Hong Kong: Japan’s economy shrank in the second quarter, as a slowdown in demand likely dragged the world’s second largest economy into a recession, but China’s record retail sales in July helped bolster the global outlook.
Japan’s economy contracted 0.6% on a quarterly basis, the fastest since 2001 when it was last in a recession, ending the longest period of uninterrupted growth in six decades and putting the global economy at risk of a prolonged slump.
Recent data from both Japan and the euro zone have reflected a much larger negative impact than initially expected from the deteriorating US housing sector, fallout from the credit crisis and surging oil prices.
As a result, forecasts for higher interest rates to fight price pressures have been pushed back.
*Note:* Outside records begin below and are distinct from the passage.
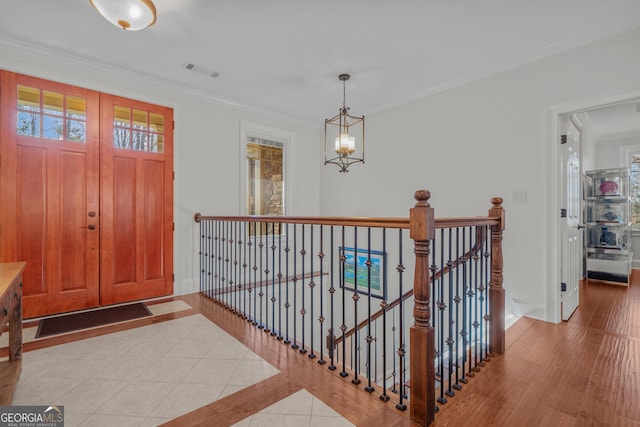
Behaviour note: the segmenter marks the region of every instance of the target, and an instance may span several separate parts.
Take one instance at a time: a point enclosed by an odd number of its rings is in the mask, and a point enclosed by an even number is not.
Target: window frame
[[[277,128],[274,126],[264,125],[262,123],[252,122],[248,120],[240,120],[240,200],[238,206],[239,215],[249,215],[247,206],[247,143],[251,142],[249,141],[249,138],[265,139],[282,144],[282,193],[284,198],[282,214],[289,215],[291,212],[293,197],[291,159],[295,158],[293,152],[295,147],[295,133],[287,129]]]
[[[620,148],[620,164],[622,165],[622,167],[629,168],[629,196],[631,198],[634,197],[633,186],[631,185],[631,175],[633,173],[631,170],[631,158],[634,155],[640,156],[640,144],[626,145]],[[631,211],[633,210],[633,206],[637,203],[640,203],[640,201],[635,203],[631,202],[631,207],[630,207]],[[632,217],[632,214],[630,215]],[[629,221],[631,221],[631,218],[629,218]],[[631,231],[633,234],[640,234],[640,223],[633,224],[632,222],[630,222],[630,225],[631,225]]]

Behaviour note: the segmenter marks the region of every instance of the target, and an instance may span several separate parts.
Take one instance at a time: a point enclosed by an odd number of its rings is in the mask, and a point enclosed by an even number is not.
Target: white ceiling
[[[371,114],[640,26],[638,0],[154,2],[156,24],[127,32],[89,0],[1,0],[0,41],[321,127],[340,73],[351,112]]]

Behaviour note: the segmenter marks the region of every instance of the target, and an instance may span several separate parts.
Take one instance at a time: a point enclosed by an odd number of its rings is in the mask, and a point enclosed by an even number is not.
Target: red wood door
[[[0,72],[0,260],[26,261],[24,317],[99,300],[99,94]]]
[[[173,292],[173,111],[101,94],[102,304]]]

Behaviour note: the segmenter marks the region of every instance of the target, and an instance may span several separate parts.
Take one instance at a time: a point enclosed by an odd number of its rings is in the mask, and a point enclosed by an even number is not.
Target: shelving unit
[[[588,171],[586,177],[587,277],[629,285],[633,258],[629,169]]]

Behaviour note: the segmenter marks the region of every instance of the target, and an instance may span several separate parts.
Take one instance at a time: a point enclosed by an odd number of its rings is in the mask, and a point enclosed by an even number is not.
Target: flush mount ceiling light
[[[89,0],[91,5],[116,27],[137,31],[156,22],[156,7],[151,0]]]
[[[345,82],[350,78],[349,74],[338,76],[342,82],[342,107],[337,116],[324,121],[324,164],[338,165],[340,172],[349,172],[354,163],[364,163],[364,116],[350,115],[346,105]],[[327,158],[327,151],[335,151],[337,156]]]

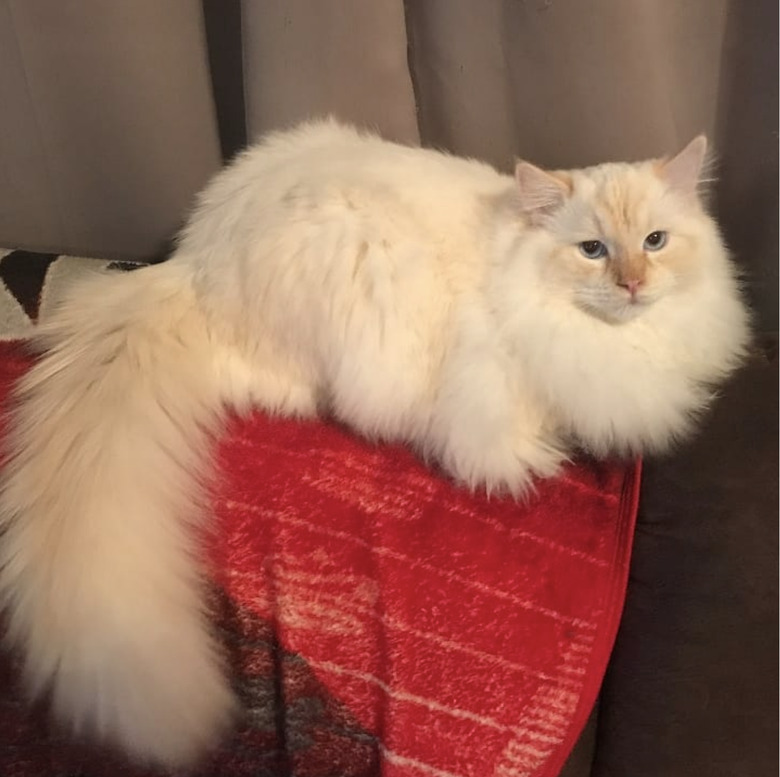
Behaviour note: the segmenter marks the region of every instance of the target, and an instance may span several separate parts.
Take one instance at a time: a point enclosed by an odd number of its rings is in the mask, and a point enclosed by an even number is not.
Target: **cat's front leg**
[[[566,456],[542,433],[538,419],[513,413],[501,421],[492,412],[446,412],[449,429],[441,434],[439,458],[456,480],[488,494],[520,497],[536,478],[558,473]]]
[[[492,349],[462,349],[446,366],[433,411],[432,447],[472,489],[523,496],[566,459],[544,408],[507,376]]]

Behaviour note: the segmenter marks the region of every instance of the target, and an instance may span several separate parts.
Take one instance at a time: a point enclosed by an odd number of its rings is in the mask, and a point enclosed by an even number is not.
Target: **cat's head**
[[[701,272],[712,222],[697,195],[704,136],[677,156],[548,172],[519,162],[524,218],[544,233],[545,279],[608,321],[636,317]]]

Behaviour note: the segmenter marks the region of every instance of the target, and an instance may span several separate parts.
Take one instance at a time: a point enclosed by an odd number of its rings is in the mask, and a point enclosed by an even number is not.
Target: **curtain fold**
[[[0,240],[149,256],[219,167],[198,0],[0,1]]]
[[[730,3],[715,133],[717,212],[763,332],[778,319],[778,10],[777,0]]]
[[[250,138],[334,114],[419,140],[401,0],[243,0]]]
[[[569,167],[712,134],[727,0],[409,3],[424,142]]]

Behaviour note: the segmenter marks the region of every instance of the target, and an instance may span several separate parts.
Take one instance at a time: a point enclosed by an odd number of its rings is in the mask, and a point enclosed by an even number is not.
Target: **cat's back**
[[[271,134],[218,174],[184,233],[248,233],[339,209],[410,220],[432,235],[473,230],[511,178],[479,161],[404,146],[334,120]]]
[[[506,183],[492,167],[441,151],[384,140],[335,120],[302,124],[274,133],[250,148],[241,160],[247,175],[273,174],[312,185],[339,183],[365,187],[423,186],[444,191],[453,185],[469,192]]]

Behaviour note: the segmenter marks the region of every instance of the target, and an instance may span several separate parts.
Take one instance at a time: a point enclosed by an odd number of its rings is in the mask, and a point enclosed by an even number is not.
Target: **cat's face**
[[[695,194],[704,149],[697,139],[666,163],[544,173],[555,188],[548,188],[543,207],[537,192],[530,215],[548,236],[546,280],[612,322],[635,318],[692,282],[700,269],[697,234],[707,218]],[[519,173],[519,183],[528,193],[533,184],[525,175]]]

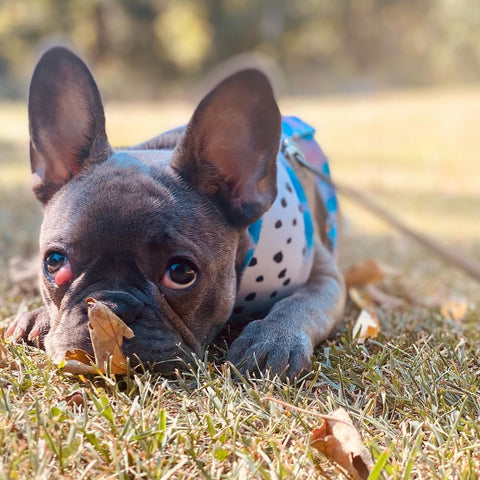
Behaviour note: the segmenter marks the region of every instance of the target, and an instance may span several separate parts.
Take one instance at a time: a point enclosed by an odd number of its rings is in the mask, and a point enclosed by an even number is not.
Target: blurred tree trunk
[[[260,39],[269,53],[274,53],[276,60],[285,64],[285,31],[287,23],[286,0],[266,0],[260,24]]]
[[[107,34],[106,18],[108,11],[104,3],[97,3],[93,9],[93,23],[95,25],[95,47],[92,52],[94,62],[100,62],[110,51]]]
[[[214,64],[253,50],[260,41],[263,2],[245,1],[236,8],[229,8],[227,4],[226,0],[208,2],[208,18],[215,45],[210,60]]]
[[[375,9],[369,6],[369,2],[364,2],[359,7],[359,2],[354,0],[342,0],[341,5],[340,28],[345,54],[352,61],[355,70],[362,72],[368,68],[370,56],[374,53],[372,48],[376,48],[368,42],[369,36],[373,33],[371,17],[375,15]],[[369,31],[367,27],[370,27]]]

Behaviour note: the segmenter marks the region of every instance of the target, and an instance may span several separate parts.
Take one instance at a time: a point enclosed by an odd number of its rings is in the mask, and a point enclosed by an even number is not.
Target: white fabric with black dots
[[[278,194],[261,219],[260,236],[241,278],[233,319],[268,311],[279,299],[304,285],[310,276],[313,232],[309,234],[305,217],[308,215],[311,222],[311,216],[305,200],[302,202],[297,195],[302,187],[286,162],[279,154]],[[304,197],[303,189],[300,197]],[[308,240],[308,236],[312,238]]]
Economists are expecting data due later to generally tell the same story of endemic weakness in developed markets. The legion of unemployed Britons claiming benefits in July is expected to spike by the most since 1992, while US retail sales are predicted to have slipped.
“The pullback in the Japanese economy was quite broad, perhaps more broad-based than expected, but the global component is with the trade figures since exports were down quite a bit,” said Jan Lambregts, head of Asia research with Rabobank Global Financial Markets in Hong Kong. “Japan compared with five years ago has a much more diversified set of export destinations, but if all of them are slowing down, there is no real shelter,” he said.
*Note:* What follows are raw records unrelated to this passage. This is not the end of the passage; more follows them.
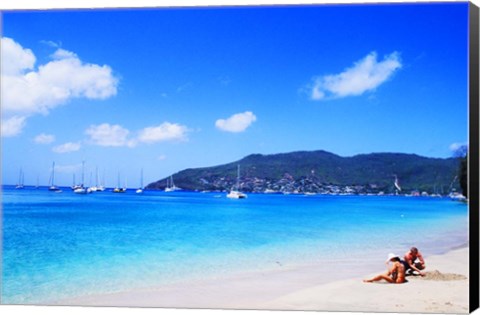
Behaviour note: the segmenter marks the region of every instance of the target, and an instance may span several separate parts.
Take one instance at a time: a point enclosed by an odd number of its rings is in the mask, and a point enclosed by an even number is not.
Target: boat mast
[[[237,166],[237,190],[240,190],[240,164]]]
[[[55,186],[55,162],[52,164],[52,186]]]
[[[22,175],[23,175],[23,170],[22,168],[20,168],[20,172],[18,173],[18,182],[17,182],[17,186],[22,186]]]
[[[95,167],[95,187],[98,187],[98,166]]]
[[[82,161],[82,187],[85,184],[85,161]]]

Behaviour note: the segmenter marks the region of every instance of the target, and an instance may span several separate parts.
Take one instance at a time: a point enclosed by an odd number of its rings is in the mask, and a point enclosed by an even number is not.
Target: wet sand
[[[352,274],[344,275],[348,278],[329,281],[335,276],[335,265],[322,264],[84,296],[52,304],[468,313],[468,248],[426,257],[426,263],[425,277],[408,276],[408,282],[399,285],[386,282],[364,283],[362,279],[384,270],[359,277],[358,274],[354,275],[355,271],[358,273],[355,266],[351,266]],[[371,268],[362,266],[368,267]]]

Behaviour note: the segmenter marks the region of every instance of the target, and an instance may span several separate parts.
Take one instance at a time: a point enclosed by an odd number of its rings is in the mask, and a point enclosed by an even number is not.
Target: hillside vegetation
[[[458,163],[455,158],[402,153],[341,157],[326,151],[302,151],[252,154],[224,165],[186,169],[173,177],[175,185],[186,190],[229,190],[240,165],[240,188],[246,192],[391,193],[396,176],[402,192],[447,194],[452,187],[458,189]],[[166,184],[166,178],[160,179],[147,189],[164,189]]]

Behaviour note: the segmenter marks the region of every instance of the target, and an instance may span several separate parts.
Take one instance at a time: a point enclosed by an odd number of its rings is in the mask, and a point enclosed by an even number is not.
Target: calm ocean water
[[[465,244],[468,207],[444,198],[111,192],[4,187],[2,303]],[[326,255],[325,253],[328,253]],[[339,266],[341,268],[341,266]]]

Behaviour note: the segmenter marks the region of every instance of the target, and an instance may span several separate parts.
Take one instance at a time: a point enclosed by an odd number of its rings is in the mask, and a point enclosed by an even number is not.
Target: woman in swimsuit
[[[404,283],[405,282],[405,266],[402,264],[400,257],[394,254],[388,255],[387,262],[392,262],[392,266],[387,272],[379,274],[371,279],[365,279],[363,282],[375,282],[385,280],[389,283]]]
Tokyo’s Nikkei share average tumbled 2.1%, with shares of companies that derive their revenues from both abroad and at home hit hard on fears about much slower global growth. Outside of Japan, stocks in the Asia-Pacific region sank to a 17-month low, according to an MSCI index.
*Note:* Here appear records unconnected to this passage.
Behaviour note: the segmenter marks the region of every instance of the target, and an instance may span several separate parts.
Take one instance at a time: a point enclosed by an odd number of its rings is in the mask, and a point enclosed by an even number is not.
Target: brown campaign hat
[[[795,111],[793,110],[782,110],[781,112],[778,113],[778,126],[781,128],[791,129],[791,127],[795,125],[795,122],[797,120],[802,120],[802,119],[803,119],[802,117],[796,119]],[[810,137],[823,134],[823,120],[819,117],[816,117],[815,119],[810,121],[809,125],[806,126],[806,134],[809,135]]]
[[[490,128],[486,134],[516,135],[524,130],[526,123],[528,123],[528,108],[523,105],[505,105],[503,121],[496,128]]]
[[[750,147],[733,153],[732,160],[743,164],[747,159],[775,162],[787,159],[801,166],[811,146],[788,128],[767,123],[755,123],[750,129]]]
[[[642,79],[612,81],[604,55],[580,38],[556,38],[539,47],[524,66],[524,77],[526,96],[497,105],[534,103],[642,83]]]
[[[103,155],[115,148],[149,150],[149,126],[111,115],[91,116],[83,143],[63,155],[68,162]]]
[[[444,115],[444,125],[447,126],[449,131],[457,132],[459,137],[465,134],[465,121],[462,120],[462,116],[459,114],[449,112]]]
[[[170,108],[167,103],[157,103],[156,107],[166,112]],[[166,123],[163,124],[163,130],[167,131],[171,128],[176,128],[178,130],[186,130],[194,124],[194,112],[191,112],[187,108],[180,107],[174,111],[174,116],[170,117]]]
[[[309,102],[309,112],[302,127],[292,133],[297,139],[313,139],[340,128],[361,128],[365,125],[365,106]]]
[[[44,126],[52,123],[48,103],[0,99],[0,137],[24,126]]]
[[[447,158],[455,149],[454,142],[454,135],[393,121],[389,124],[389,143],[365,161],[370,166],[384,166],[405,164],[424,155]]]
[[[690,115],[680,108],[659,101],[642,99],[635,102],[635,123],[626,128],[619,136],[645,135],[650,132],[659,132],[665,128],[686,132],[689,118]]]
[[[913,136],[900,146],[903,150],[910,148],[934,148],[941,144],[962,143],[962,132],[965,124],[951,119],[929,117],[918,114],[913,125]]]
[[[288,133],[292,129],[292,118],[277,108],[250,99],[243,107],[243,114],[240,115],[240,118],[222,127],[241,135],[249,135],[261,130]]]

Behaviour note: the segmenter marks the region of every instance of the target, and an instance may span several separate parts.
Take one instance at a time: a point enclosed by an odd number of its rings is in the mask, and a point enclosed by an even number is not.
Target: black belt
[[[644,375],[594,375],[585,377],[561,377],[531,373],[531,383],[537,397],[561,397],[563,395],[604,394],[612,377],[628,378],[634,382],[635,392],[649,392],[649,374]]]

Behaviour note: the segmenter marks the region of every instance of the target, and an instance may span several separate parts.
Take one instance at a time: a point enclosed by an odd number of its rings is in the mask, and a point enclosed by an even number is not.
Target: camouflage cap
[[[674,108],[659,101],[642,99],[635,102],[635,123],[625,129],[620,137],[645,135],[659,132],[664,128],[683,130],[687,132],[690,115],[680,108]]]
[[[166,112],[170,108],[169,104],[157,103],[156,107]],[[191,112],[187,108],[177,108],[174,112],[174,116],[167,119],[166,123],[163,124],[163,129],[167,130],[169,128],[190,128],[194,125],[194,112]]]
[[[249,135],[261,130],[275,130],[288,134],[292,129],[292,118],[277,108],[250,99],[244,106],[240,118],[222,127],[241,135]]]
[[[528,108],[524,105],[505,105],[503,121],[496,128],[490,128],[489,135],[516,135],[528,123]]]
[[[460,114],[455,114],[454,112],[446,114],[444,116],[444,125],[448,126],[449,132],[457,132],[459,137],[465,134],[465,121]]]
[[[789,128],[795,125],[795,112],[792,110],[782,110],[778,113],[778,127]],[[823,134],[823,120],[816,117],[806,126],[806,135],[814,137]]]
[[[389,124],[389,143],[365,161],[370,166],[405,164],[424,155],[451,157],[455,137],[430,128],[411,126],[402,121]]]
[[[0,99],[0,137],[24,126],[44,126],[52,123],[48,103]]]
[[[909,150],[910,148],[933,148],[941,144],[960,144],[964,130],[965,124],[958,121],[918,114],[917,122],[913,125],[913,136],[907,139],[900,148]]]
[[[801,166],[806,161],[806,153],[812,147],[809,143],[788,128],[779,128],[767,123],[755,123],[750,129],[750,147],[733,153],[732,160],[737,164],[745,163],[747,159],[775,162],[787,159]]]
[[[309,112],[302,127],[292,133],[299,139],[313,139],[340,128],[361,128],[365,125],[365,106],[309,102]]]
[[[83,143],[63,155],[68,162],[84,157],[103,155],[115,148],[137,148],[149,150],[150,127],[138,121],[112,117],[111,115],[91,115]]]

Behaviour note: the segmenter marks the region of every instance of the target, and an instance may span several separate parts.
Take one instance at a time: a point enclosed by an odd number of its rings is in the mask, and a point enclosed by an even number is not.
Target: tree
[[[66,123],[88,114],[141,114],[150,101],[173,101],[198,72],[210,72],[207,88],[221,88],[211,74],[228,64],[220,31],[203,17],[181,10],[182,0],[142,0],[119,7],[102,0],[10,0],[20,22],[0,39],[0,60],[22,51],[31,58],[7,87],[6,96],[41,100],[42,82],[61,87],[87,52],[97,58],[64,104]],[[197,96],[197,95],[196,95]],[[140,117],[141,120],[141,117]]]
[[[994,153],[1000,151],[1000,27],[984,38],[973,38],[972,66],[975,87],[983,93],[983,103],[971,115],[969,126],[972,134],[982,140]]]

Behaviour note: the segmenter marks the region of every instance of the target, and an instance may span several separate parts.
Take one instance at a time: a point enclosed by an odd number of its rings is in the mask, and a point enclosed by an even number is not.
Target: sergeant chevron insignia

The annnualized contraction of 2.4% in Japan compared with 1.9% growth in the same quarter in the US, where government stimulus supported the economy.
Euro zone second quarter GDP figures are due on Thursday.
Many economists say the Japanese economy is in much better shape than when it went through slumps in 1998 or 2001, with companies having cleaned up their balance sheets after the collapse of an asset bubble in the 1990s.
Japan’s economics minister Kaoru Yosano said the economy was weakening, hurt mainly by external factors such as high oil prices, but added that it won’t keep falling. “Even though the economy contracted in April-June, it would be more accurate to think that it won’t last long,” Yosano said.
A somewhat bright spot in an otherwise blighted global economic scene was non-Japan Asia, where consumers looked forward to an easing in inflation, which has plagued the region’s markets, fomented riots and confounded policymakers.
Retail sales in China, the world’s fastest growing major economy, grew at a record annual rate of 23.3% in July on the back of rising incomes, sparking hopes that Beijing’s efforts to shift to more consumer-driven growth have found some success.
However, China’s flimsy social security system, high labour market turnover and expensive health care and education mean households still save about 30% of their incomes. “The potential for China’s domestic consumption is huge, but it will be a long-term process for China to wean its economy off exports and investment,” said Zhao Qingming, an economist at China Construction Bank in Beijing.
A 23% drop in oil prices since mid-July has also brightened the mood of Australia’s consumers.